The path through this darkened labyrinth is reminiscent of the Haunted House; the viewer is made to follow a path through concocted fear toward anticipated relief. Chiron, Adelita Husni-Bey’s immersive environment, however, refuses to allow the visitor to leave so easily. Her horrors are real, historically, contemporarily real and the exit is much farther away than it appears, if there is an exit at all—emerging into the light does not necessarily illuminate.
Assembled in three distinct chapters, the installation includes Chiron (2019), a video projection flanked by a sculptural text component; 2265 (2015) a speculative fiction concerning imperialism/capitalism performed by high school students, presented on facing monitors; and Postcards from the Desert Island (2011) a workshop with French elementary school students debating the best strategy of making a new and more equitable civilization. Linked by social justice, or the lack of it, the overall manifestation is one of hopeful simplicity and tragic realization.
Chiron, named after the wise centaur from Greek mythology who rejected the raucous self-indulgence of his fellows and became a teacher and healer, introduces itself through a cataract of banners stretching from ceiling to floor, text-laden and glowing in the darkness. Reading them is an education (or more likely a reminder of things which we were well aware of but have little time to contemplate because they don’t affect people like us) in the selective legal policies that have manipulated the number of and conditions regarding immigrant acceptance and residence in the United States. These texts, their luminous letters glowing under ultraviolet light, include the Scott Act of 1888, a sequel to the Chinese Exclusion Act of just six years before, disallowing the prospect of return should one of these aliens ever travel outside the U.S.; the Page Act had banned Chinese women 13 years prior. The opposite side of the gallery features banners of more recent anti-immigrant lawmaking, featuring enhanced death penalties and deportation provisions. Additionally, a video shows immigration lawyers participating in a workshop to more fully understand the mental toll that afflicts people trapped in the willfully capricious maze of immigration.

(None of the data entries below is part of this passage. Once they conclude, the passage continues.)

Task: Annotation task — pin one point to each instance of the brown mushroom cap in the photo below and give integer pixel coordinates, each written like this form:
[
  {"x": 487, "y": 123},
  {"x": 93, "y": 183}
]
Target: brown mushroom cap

The high school students in 2265 step away from the present and into a fantasy future that initially promises a benefit from lessons learned. This notion is short-lived as even their brave new world is born as a more virulent, technological dystopia.
Postcards from the Desert Island provides a less cynical outcome: our grim today becomes these children’s complex but hopeful tomorrow as they debate egalitarian economy, create trade and infrastructure, and even confront growing greed and inequality. They, sadly, will be Orpheus, resigned to the fact that Eurydice is forever lost.